Онича (Леклезио) - страница 98

Финтан привык. И теперь он хорошо помнит тех, кого следовало избегать, кто мог представлять опасность. В первую очередь Джеймса — их вожака, — а еще Харрисона, Уоттса, Робина. Они нападали вдвоем: Харрисон обхватывал сзади, Джеймс лупил кулаками. Но были и другие: Соммервил, Элберт Трилло, Лав, Ле Грис. Ле Грис, полноватый спокойный малый, собирался стать судейским, как и его отец. В своем костюме с воротником шалью, уже редкими волосами и усиками, он в пятнадцать лет выглядел мужчиной.

Лав отличался от остальных. Бледный, худощавый, с коричневыми тенями вокруг больших глаз и выражением томной печали на лице. Все над ним насмехались, обзывали девчонкой. Впервые попав в школу, Финтан почувствовал к нему некоторую симпатию, смешанную с жалостью. Лава не занимали женские гениталии. Он писал стихи. Показывал их Финтану — замысловатые вирши о любви и терзаниях. Одна поэма называлась «One thousand years»[62]. Там говорилось о душе, блуждающей в трясинах.

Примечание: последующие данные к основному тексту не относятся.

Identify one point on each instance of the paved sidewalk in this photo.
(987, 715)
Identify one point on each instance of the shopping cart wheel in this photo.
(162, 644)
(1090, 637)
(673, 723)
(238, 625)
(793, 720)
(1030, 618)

Финтан подумал об Ойе, об ее речном укрытии в руинах корабля. Но об этом, как и о многом другом, он не мог сказать никому.

Ойя теперь наверняка постарела. А ее ребенок, рожденный на реке, сейчас, быть может, среди бритоголовых подростков, вооруженных палками вместо винтовок, которых Джон Берч видел в Окигви, куда прибыл с миссией от Фонда спасения детей. Финтан всматривается в фотографии, словно может узнать Бони среди солдат Бенджамина Адекунле, Черного Скорпиона, тех, что противостоят МиГ-17, Ил-18 и 105-миллиметровым пушкам в саванне вокруг Абы. Когда там, далеко, началась война, Финтан хотел уехать именно ради Океке, сына Ойи, чтобы разыскать его, помочь и защитить. Он был свидетелем его рождения в чреве «Джорджа Шоттона», сын Ойи ему как брат. Где он теперь? Быть может, лежит в траве, рядом с воронкой, по дороге в Абу, там, где ждут спасения тысячи голодных детей с застывшими от страдания лицами, похожие на маленьких старичков. Дженни плачет, глядя на фотографии в журналах. И это ему, Финтану, приходится ее утешать, словно он смог забыть.

Теперь, бог знает почему, он возвращается к воспоминаниям о Лаве. О нежных, наполненных светом глазах, о голосе, дрожавшем, когда тот читал свои стихи. Это был последний год в школе. Лав стал почти невыносим. Поджидал Финтана после занятий, искал убежища подле него. Обволакивал словами, был требователен, обидчив. Писал ему письма.

И однажды Финтан совершил непростительное. Присоединился к тем, кто измывался над Лавом, кто затрещинами доводил его до слез. Оттолкнул мальчика, цеплявшегося за него, увидел, как нежный взгляд увлажнился слезами, и отвернулся. И потом всякий раз, когда Лав приближался к нему, чтобы поговорить, грубо его отшивал, как когда-то Бони на дороге, после смерти старшего брата: «Pissop gugh, fool!» Лав покинул школу до конца года. За ним приехала мать. Финтан видел ее впервые. Это была молодая, очень бледная женщина, с красивыми темными волосами и тем же нежным, бархатисто мерцающим взглядом, что у Лава. Когда она посмотрела на Финтана, он ощутил стыд. Лав представил его своей матери, сказав: «Мой единственный друг в школе». Это было ужасно. Приходилось быть твердым, никогда не забывать пережитого. Память о реке и небе, о замках термитов, взрывавшихся на солнце, о большой травяной равнине и оврагах, похожих на кровавые раны, помогала ему не попадать в ловушки, оставаться блестящим и твердым, бесстрастным, как черные камни в саванне, как меченые лица умундри.